How to approach a digital transformation
Here’s my opinion on how to approach a digital transformation as part of that long term strategy to achieve success:
1. Start with ‘why?’
Sure, you’ve heard that you should consider changing your approach to lots of different moving parts of your digital operation but establishing why you do what you do and whether you genuinely need to change is a far more important consideration. After all, if you’re not bought into the idea that this is going to significantly change your results for the better, or a digital transformation doesn’t resonate with your ‘why?’ you’re going to become frustrated pretty quickly with the project. Not to mention that there’s not an agency or partner on earth that could fill the inevitable void that crops up when you’re not quite sure why things just aren’t moving in the way you’d like.
2. Influencers can be good…and bad
OK, so I don’t literally mean the TikTokkers of today that are getting us all to do some bizarre dance to music of questionable taste.
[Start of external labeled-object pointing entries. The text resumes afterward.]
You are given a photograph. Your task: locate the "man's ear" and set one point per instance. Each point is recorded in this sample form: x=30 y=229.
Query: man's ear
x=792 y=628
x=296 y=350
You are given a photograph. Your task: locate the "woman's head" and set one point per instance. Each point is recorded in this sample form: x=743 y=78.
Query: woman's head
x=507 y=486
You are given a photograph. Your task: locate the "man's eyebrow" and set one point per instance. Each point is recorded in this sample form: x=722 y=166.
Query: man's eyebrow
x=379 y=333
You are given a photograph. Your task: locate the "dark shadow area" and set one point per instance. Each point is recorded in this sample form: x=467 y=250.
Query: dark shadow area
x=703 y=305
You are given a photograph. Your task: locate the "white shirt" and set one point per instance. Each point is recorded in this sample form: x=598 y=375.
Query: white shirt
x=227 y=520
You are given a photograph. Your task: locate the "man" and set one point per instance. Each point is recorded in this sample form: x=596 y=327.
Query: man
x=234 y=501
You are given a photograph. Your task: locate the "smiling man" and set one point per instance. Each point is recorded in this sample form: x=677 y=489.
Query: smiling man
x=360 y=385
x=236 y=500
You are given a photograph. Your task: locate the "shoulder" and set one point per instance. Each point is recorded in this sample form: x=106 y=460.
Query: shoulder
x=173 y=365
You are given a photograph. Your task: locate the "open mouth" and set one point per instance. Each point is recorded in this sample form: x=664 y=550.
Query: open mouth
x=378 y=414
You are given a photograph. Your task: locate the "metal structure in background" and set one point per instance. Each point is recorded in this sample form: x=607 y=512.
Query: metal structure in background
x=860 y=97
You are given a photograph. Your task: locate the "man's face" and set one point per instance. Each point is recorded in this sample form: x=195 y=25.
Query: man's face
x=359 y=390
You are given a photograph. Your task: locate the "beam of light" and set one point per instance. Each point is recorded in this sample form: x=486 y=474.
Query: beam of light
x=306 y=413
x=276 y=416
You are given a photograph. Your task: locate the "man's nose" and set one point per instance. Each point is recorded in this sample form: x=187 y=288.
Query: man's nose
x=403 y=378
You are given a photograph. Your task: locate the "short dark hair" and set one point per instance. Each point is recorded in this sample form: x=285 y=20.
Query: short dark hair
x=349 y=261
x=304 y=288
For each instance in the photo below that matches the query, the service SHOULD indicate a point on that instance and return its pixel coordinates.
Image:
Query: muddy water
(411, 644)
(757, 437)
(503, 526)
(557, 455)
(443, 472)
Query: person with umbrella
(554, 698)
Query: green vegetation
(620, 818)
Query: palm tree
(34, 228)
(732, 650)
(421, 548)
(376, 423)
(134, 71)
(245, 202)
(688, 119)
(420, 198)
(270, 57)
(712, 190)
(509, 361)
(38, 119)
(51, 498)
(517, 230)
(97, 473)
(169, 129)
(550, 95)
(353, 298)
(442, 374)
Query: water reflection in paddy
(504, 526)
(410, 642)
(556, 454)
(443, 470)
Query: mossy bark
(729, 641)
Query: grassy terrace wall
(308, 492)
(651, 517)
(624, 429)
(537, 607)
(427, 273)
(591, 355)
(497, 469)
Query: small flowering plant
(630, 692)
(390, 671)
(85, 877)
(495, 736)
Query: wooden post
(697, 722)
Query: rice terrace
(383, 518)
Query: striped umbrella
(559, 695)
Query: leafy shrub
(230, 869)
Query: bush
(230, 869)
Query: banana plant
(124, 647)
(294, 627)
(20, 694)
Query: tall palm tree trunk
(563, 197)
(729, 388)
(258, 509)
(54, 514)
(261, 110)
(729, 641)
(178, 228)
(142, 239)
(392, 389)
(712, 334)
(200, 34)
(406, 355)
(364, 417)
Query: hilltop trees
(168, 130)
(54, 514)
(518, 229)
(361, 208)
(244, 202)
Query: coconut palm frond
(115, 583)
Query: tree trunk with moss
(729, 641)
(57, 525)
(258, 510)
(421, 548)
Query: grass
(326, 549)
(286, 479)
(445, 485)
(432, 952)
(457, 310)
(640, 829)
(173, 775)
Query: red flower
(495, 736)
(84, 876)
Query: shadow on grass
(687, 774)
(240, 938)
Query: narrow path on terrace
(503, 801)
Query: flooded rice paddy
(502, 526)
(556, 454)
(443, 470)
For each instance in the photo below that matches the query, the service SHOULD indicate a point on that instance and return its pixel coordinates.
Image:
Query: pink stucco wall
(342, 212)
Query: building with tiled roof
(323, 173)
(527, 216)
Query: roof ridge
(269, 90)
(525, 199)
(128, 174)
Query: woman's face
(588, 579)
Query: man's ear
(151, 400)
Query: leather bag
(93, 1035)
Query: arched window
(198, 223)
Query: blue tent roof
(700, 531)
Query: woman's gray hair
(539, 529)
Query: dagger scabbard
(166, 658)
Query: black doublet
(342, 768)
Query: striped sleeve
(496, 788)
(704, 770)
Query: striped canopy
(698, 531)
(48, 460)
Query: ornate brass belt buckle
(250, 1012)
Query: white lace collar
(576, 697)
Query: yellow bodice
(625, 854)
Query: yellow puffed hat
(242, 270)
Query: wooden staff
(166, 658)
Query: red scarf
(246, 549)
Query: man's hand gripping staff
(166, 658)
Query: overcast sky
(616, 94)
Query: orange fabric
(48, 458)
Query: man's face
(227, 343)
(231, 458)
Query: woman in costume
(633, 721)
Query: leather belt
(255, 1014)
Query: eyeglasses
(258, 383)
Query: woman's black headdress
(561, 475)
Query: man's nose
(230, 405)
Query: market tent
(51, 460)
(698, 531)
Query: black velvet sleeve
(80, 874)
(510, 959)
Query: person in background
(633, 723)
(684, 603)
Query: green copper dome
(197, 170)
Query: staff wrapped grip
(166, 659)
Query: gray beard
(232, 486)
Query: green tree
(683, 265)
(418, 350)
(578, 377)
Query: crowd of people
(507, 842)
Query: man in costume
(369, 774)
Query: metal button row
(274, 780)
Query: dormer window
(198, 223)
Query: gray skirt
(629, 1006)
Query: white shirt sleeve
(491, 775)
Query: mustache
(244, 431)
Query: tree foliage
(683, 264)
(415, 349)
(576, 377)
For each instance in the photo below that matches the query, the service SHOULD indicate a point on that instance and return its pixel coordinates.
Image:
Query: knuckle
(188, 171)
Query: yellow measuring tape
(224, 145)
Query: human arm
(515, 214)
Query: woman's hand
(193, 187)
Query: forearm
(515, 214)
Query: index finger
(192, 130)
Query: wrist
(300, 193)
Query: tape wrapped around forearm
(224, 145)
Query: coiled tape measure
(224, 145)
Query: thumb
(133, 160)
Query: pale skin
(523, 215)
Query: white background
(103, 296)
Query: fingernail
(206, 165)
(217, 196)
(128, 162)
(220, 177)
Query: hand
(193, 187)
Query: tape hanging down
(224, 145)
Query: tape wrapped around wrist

I’m referring to your immediate influencers i.e. your network of people in your industry, family, friends, etc.
Don’t be swayed by what social media or other business owners say – again to reiterate the point from earlier, this has to be unique to you so even if someone has a success story in the same industry, that doesn’t necessarily make it right for you.
To use an analogy I recently read – you’re having a coffee with lots of successful business owners and you ask for advice on what you should do next to grow your business. One business owner says that you should start selling Oreo biscuits because she’s seen her turnover triple as a result. Another says you should start selling homemade chocolate cake because it’s increased her customer advocacy. Finally, the last business owner says you should start selling celery because it’s a great source of antioxidants.
Now, all these examples are a complete truth and make complete sense to the individuals selling them. But, say your brand is a healthy living one that promotes eating whole, good, nutritious foods – there’s really only one example from your business friends that applies to you despite them all experiencing various forms of success: the celery idea wins hands down.
It’s the same with your website. Just because onsite personalization has worked for someone else and they’re shouting rather loudly about it on LinkedIn, it doesn’t make it right for your company. Just because someone’s just spent over £1m bringing in a new ERP and has seen their internal efficiencies increase tenfold, it doesn’t make it right for you.
3. Sift through the noise
How? Well, reach out to a partner that is able to help you ask the right questions. I talk to lots of different types of people on a day-to-day basis as you can imagine and our process as an agency is to always recommend a discovery phase before ANYTHING.
Why? Well because discovery is much more than just a mere scope of work that an agency can build from, it’s time that enables everyone to take a back step and really thrash out exactly why and what needs to be done. A premium agency should always be asking provocative questions based on their previous experience of enabling success for their clients. If they don’t or you don’t want your chosen agency/partner to, you’re looking for a ‘yes’ agency – an agency that just says yes to whatever you ask from them.
Trust should always be a key component of any agency relationship and the only way to establish it is to prove your value and ultimately prompt your client to think and rethink everything that is being proposed. Think about the people in your life that you trust the most – I’ll bet that the majority of these people will give you the truth regardless of whether it’s perceived as positive or negative. I’ll also bet that you take these truths on board and give them proper thought – a working relationship is still a relationship between people. There shouldn’t be a difference.